Le Comité recommande en outre que cette augmentation de 700 $ de l'exemption personnelle de base et de l'exemption pour personne mariée soit accordée à tous les contribuables canadiens.

Assurance-emploi

Le Programme d'assurance-emploi est l'un des plus importants programmes établis par le gouvernement fédéral. L'assurance-emploi est la seule charge sociale sur la rémunération perçue à l'échelon fédéral. Comparativement aux autres pays, le fardeau total des charges sociales (cotisations d'assurance-emploi plus les cotisations du RPC/RRQ) par rapport au PIB au Canada est peu élevé, soit seulement 6 p. 100. (Voir le Tableau 1) De fait, en 1996, de tous les pays du G7, le Canada était celui qui avait le plus bas niveau de charges sociales par rapport à son PIB.

Le gouvernement a déjà réduit considérablement le fardeau des cotisations d'AE. Le taux de cotisation d'AE pour 1998 a été ramené de 2,90 $ à 2,70 $ par tranche de 100 $ de rémunération assurable.

Pour 1998, la diminution de 20 cents combinée à la diminution du maximum des gains assurables et au Programme pour l'embauche de nouveaux travailleurs a réduit les cotisations d'AE de 2,6 milliards de dollars. Ces mesures ont signifié une réduction des cotisations d'AE pour 14 millions de travailleurs canadiens et s'inscrivent dans une longue série de réductions graduelles des cotisations d'AE qui ont commencé en 1993, lorsque les cotisations ont été fixées à 3,07 $ par opposition à 3,30 $ comme l'exigeait la loi. Dans l'ensemble, le gouvernement a déjà réduit les cotisations d'AE d'environ 5 milliards de dollars. Le Comité reconnaît qu'il faut faire plus encore mais que d'une autre manière, cette façon de procéder est prudente et ne met pas en péril l'équilibre budgétaire du gouvernement.

Bon nombre de témoins ont recommandé avec vigueur une réduction importante des cotisations d'AE. Ils ont soutenu que l'excédent actuel du compte d'assurance-emploi est plus que suffisant pour contrer toute nécessité d'ajuster les cotisations lors d'une prochaine récession. Ils ont ajouté que l'« excédent » du compte d'AE dépasse le montant de réserve que l'actuaire en chef du programme avait qualifié d'idéal. Par conséquent, ils ont réclamé une réduction de 60 cents du point d'équilibre actuariel de 2,10 $. Cela coûterait 4,2 milliards de dollars.
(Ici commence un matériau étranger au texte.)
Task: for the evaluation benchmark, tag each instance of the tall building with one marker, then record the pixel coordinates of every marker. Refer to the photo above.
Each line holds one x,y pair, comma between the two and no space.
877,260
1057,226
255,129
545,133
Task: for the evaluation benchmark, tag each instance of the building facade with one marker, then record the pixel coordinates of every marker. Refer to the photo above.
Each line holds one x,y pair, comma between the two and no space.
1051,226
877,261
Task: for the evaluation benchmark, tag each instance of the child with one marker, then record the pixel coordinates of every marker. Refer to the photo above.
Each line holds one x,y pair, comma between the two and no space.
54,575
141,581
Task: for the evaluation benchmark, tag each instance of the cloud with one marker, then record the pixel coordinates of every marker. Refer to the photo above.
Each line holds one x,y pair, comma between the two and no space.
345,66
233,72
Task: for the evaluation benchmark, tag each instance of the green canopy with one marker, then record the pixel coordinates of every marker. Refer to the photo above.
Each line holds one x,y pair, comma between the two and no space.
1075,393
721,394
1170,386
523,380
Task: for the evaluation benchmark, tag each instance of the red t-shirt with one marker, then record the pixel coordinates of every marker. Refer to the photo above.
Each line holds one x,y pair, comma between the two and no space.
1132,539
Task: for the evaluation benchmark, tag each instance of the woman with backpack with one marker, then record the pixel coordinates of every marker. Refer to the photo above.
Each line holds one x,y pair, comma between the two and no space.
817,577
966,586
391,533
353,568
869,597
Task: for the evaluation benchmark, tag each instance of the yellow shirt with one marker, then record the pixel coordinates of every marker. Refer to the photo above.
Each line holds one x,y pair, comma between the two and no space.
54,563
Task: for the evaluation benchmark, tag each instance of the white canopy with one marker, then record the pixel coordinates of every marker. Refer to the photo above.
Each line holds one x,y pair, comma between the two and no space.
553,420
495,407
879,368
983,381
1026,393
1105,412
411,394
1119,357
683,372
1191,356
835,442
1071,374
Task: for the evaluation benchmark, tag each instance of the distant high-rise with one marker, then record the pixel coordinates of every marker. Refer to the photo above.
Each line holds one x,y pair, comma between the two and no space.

D'autres sont allés encore plus loin et ont recommandé une réduction de 90 cents. Pour aller à 1,80 $, il faudrait réduire les revenus du gouvernement de plus de 6,3 milliards de dollars, ce qui, à notre avis, serait très imprudent.
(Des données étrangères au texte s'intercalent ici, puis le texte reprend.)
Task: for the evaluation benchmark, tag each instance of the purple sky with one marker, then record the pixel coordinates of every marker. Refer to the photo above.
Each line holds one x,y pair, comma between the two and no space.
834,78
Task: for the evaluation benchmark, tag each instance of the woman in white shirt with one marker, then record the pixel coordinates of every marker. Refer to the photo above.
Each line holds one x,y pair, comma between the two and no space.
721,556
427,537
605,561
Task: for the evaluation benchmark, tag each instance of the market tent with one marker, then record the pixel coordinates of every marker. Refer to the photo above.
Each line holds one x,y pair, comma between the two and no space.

Le congé de cotisations à l'assurance-emploi pour les employeurs qui embauchent des jeunes équivaut à un allégement fiscal de 200 millions de dollars pour 1999 et 2000.

Le fait de réduire les cotisations d'AE ne serait pas avantageux pour tous les Canadiens. Premièrement, cela rapporterait davantage aux entreprises qu'aux travailleurs. Une réduction de 60 cents signifierait des économies de 2,6 milliards de dollars pour les employeurs mais seulement de 1,76 milliard de dollars pour les travailleurs. Deuxièmement, le fait de réduire les cotisations d'AE ne ferait rien pour les citoyens plus âgés, les étudiants ou les travailleurs autonomes. Le Comité estime que des réductions plus générales de l'impôt sur le revenu des particuliers présenteraient des avantages pour un plus grand nombre de Canadiens.

La FCEI recommande vivement que le gouvernement fédéral annonce et réalise un programme triennal pour ramener les cotisations à l'assurance-emploi en équilibre avec les coûts de réalisation du programme.

Comme nous l'avons déjà mentionné, les charges sociales au Canada sont faibles et déjà compétitives comparativement aux autres pays du G7. Là où la concurrence pose un problème, c'est au niveau de l'impôt sur le revenu des particuliers. Le Canada compte plus que tout autre pays du G7 sur les recettes tirées de l'impôt sur le revenu des particuliers.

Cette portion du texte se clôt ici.